The best-selling song of all time is "White Christmas," wirtten by famed songwriter Irving Berlin and made famous by noted crooner Bing Crosby.
The Guiness Book of Records lists the Crosby version as having sold more than 50 million copies around the world. Other estimates are that the song itself, in all of its more than 500 renditions (in several languages), has sold more than 125 million copies worldwide.
No one account of the writing of this famous song exists. Among the location claimants are the La Quinta (Calif.) Hotel and the Arizona Biltmore Hotel. Crosby first publicly performed the song on the 1941 Christmas Day radio show The Kraft Music Hall. The following year, Crosby went into the Decca Records studio for a commercial recording, with backing from the Ken Darby Singers and the John Scott Trotter Orchestra. Berlin himself said that he told his secretary the following: "Grab your pen and take down this song.
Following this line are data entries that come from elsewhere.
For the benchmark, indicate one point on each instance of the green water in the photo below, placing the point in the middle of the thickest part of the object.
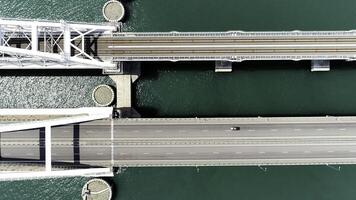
(192, 89)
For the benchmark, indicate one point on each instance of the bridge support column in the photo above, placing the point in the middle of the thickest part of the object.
(320, 65)
(48, 138)
(131, 71)
(223, 66)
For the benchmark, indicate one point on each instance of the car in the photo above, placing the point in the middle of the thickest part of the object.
(235, 128)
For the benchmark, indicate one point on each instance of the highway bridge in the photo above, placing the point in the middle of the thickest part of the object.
(190, 142)
(52, 45)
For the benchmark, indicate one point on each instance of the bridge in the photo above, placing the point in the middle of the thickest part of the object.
(144, 142)
(42, 143)
(53, 45)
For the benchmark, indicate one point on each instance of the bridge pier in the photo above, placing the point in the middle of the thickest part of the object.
(320, 65)
(223, 66)
(130, 73)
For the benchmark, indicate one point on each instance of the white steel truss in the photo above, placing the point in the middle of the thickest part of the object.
(45, 44)
(67, 116)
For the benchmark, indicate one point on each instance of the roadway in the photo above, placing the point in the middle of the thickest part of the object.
(193, 143)
(225, 46)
I just wrote the best song I've ever written — heck, I just wrote the best song that anybody's ever written!"
The result was a hit, not least because it was included in the Crosby-Fred Astaire movie Holiday Inn. (Crosby, in the film, sang the song as a duet with Martha Mears, who was a late studio dubbing replacement for the film's female star, Marjorie Reynolds. The film's producers had originally wanted Reynolds herself to sing it as a solo.)
The song became a runaway hit, topping music charts nationwide, including 11 weeks as the No. 1 song on the vaunted Billboard charts. The song won the Academy Award for Best Original Song in 1942.
Decca Records re-released "White Christmas" in two subsequent years, 1945 and 1946, and the song topped American music charts in those years as well, becoming the only single ever to be No. 1 in three different years. Partly because of this, the master recording became damaged. Crosby went back into the Decca studios, again with the Ken Darby Singers and the John Scott Trotter Orchestra, and recorded another version. This 1947 recording is the one familiar to most people today.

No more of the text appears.